In theory, soaking too long can cause water to enter and damage the fibers. When that happens, your clothes can deteriorate, leading to holes and tears.
Soaking Your Clothes
Pre-soaking before washing is a common practice, especially for more delicate fabrics, to help to remove stains and dirt.
There are several ways to do this:
- With only water: Fill your washing machine, bucket, or tub with water and let the clothes submerge for 10 to 20 minutes.
- With a detergent or bleach: Submerge in a mixture of water, and your regular laundry detergent or bleach can help to remove stubborn stains.
How Long To Soak Your Clothes
The length of time depends on the fabric type, how dirty they are, the size of your load, and the water temperature.
- Generally, it would help if you aimed to soak for no longer than 30 minutes.

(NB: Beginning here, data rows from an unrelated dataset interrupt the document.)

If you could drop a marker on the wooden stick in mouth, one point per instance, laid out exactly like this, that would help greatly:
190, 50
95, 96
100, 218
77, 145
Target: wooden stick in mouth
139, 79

This will help to avoid damage or other problems like mold and mildew growth.
- If you need to wash heavy stains or set in dirt, it’s generally recommended to soak for at least one hour. This will give you plenty of time to work on the stains and get your clothes looking fresh and clean again!

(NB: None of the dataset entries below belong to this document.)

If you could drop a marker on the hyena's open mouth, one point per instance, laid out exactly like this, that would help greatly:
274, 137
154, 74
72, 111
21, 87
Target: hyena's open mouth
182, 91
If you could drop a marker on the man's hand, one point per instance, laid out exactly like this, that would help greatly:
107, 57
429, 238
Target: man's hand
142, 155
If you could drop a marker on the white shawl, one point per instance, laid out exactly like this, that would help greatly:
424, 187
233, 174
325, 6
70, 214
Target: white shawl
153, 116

- When washing delicate fabrics like silk or wool, it’s best to limit the time to 20 minutes.
- Soaking overnight can also be applied only to heavy-duty clothing. Clothes are preferred with materials such as denim or canvas that can withstand higher temperatures and submerge for up to 12 hours.
What to Do if You Soak too Long
When this happens, the funky odor will not disappear no matter how much you dry it, so clothes usually have to be rewashed.
Here’s what you need to do:
- Rinse them out with clean water. If your clothes have been soaked in dirty water, they will need a good rinse with clean water before you can wash them. This will help remove any dirt or grime accumulated on the fabric.
- Wash them in your washing machine. Next, wash them in your machine. Be sure to use the appropriate detergent and cycle for the fabric you’re washing.
- Hang them up to dry. After washing your clothes, hang them up to dry or put them in the dryer in a low heat setting. And that’s it!
How do you soak clothes?
To soak clothes, you first fill a sink or tub with enough water to submerge the clothing. Then, add a laundry detergent or solution and allow the clothing to sit for a designated amount before washing as usual.
Is it necessary to soak clothes before washing them?
It is unnecessary, but it can help remove stubborn stains or dirt.
Can you soak clothes overnight?
Yes, you can soak clothes overnight. But it can only be applied to heavy-duty clothing such as denim or canvas.
What types of stains benefit from soaking?
It can benefit tough stains such as grass, blood, and grease.
Can you soak different types of fabrics together?
It is generally not recommended to combine different fabrics as they may have different care instructions, and one fabric may bleed color onto another.
Is it okay to leave soaking clothes in the sink for an extended period?
It is not recommended to leave the submerged clothes sitting in the sink for an extended period as bacteria can begin to grow on damp clothing.
Are there any precautions to take when soaking clothes?
It is important to follow care instructions and pay attention to water temperature and type of solution used (i.e., some fabrics should not be soaked in hot water or with bleach).